To be clear, PRH has not banned the audiobook in Swedish outright, but without revenue from the unlimited streaming services Storytel, Nextory, BookBeat and Bokus Play the audiobook version in Swedish simple isn’t financially viable.


In the first big backfire of the decision by Penguin Random House back in January to prevent its titles being streamed on unlimited services, Barack Obama’s almost-guaranteed Christmas bestseller A Promised Land will struggle to top the charts in Sweden as the audiobook is not being published in Swedish.

Isa Widerståhl, publisher at Albert Bonnier’s publishing house, which is handling the Swedish edition, told Boktugg:

The audiobook will unfortunately not be published in Swedish as we do not have the rights to sell it in the streaming services as a result of PRH’s new policy towards these.

Boktugg explains:

The press release does not mention anything about a Swedish audiobook edition and there was a reason for that. That Penguin Random House has declared that none of their titles may be released to the subscription services that offer unlimited listening. This is despite the growing interest in reading and listening via subscription services such as Storytel, Bookbeat, Nextory and Bokus Play .

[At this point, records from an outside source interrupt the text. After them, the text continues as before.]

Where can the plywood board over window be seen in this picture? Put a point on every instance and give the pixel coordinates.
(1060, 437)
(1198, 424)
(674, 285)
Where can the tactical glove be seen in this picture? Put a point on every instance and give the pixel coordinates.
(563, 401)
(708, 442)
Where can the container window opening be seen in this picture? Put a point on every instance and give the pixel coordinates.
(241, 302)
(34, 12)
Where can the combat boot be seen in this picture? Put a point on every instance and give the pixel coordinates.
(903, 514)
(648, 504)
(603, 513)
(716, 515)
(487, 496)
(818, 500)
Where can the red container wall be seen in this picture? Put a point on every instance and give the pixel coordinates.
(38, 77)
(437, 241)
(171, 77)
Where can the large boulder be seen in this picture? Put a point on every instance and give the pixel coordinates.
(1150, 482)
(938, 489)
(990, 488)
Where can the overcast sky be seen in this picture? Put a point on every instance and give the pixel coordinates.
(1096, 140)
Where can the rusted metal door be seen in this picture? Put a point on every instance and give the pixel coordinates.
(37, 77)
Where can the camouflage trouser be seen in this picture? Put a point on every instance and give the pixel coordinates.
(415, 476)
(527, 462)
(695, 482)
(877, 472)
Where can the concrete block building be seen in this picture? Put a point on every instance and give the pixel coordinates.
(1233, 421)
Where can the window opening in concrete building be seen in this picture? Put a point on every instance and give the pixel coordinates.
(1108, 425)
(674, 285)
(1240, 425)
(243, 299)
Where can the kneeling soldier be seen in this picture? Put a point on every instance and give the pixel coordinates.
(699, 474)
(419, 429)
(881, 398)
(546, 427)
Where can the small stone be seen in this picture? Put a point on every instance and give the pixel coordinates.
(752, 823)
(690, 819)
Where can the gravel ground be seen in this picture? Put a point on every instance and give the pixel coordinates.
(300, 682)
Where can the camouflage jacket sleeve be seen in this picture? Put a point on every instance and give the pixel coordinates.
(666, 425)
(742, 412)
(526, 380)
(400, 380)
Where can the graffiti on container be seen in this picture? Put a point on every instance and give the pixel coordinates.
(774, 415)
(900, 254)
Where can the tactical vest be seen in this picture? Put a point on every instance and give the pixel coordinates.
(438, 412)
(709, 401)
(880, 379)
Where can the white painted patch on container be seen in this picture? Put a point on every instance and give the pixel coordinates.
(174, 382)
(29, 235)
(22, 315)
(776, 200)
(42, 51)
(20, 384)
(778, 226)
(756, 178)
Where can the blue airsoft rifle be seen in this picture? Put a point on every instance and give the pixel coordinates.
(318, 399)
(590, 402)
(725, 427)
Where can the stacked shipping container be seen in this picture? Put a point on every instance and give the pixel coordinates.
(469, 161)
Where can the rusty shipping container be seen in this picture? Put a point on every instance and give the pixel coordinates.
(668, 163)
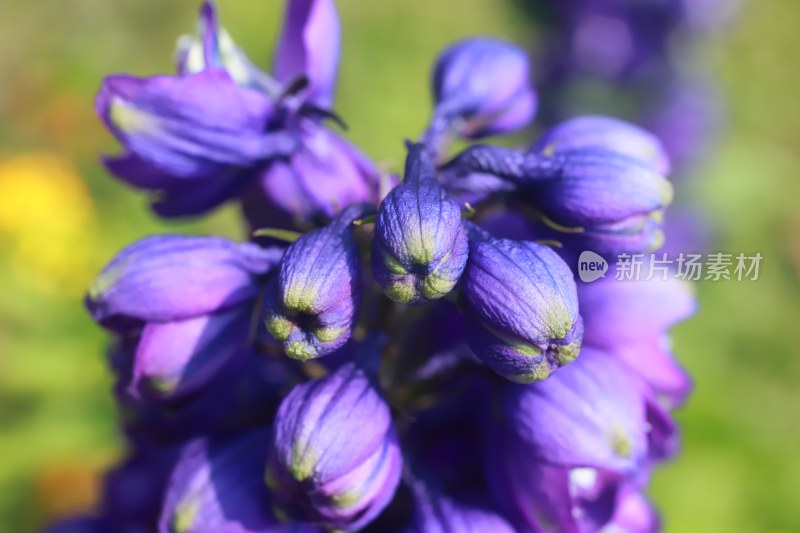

An unabridged audiobook, read by the author himself, is published in digital and physical format by Penguin Random House Audio in English. It is already available at Audible (29 hours and 10 minutes long). In French, it will be released (according to Audible) on December 19. However, the English audiobook is also unlikely to appear in the Swedish subscription services.

To be clear, PRH has not banned the audiobook in Swedish outright, but without revenue from the unlimited streaming services Storytel, Nextory, BookBeat and Bokus Play the audiobook version in Swedish simple isn’t financially viable.

Digital streaming makes up around 60% of the Swedish book market –

and Jonas Tellander said this month he expects audiobooks alone to account for 50% of the market by end 2020.

Speaking at Futurebook this week Tellander rammed home the point, arguing that publishers need to embrace unlimited subscription to remain relevant.

PRH is big enough not to worry too much about that just yet, and speculation remains that it is planning its own subscription service.

But for audiobook lovers in Sweden who want to hear Obama’s book it’s a massive blow, and a major consumer backfire for PRH.